Xinyu Zhan* · Lixin Yang* · Yifei Zhao · Kangrui Mao · Hanlin Xu
Zenan Lin · Kailin Li · Cewu Lu

CVPR 2024

Paper PDF Project Page youtube views

This repo contains the training and evaluation of TaMF models on OakInk2 dataset. TaMF targets at the generation of hand motion sequences that can fulfill given object trajectories conditioned on task descriptions.

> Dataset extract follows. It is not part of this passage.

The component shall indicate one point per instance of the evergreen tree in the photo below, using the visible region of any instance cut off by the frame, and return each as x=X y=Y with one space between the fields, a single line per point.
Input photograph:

⚠️ This work uses object_raw models, which are aligned and downsampled from the objects' raw scans.

Get Started

  1. Setup dataset files.

    Download tarballs from huggingface. You will need the preview version annotation tarball for all sequences, the object_raw tarball, the object_repair tarball and the program tarball. Organize these files as follow:

    data
    |-- data
    |   `-- scene_0x__y00z++00000000000000000000__YYYY-mm-dd-HH-MM-SS
    |-- anno_preview
    |   `-- scene_0x__y00z++00000000000000000000__YYYY-mm-dd-HH-MM-SS.pkl
    |-- object_raw
    |-- object_repair
    `-- program
    

    Refer to oakink2_toolkit for more details.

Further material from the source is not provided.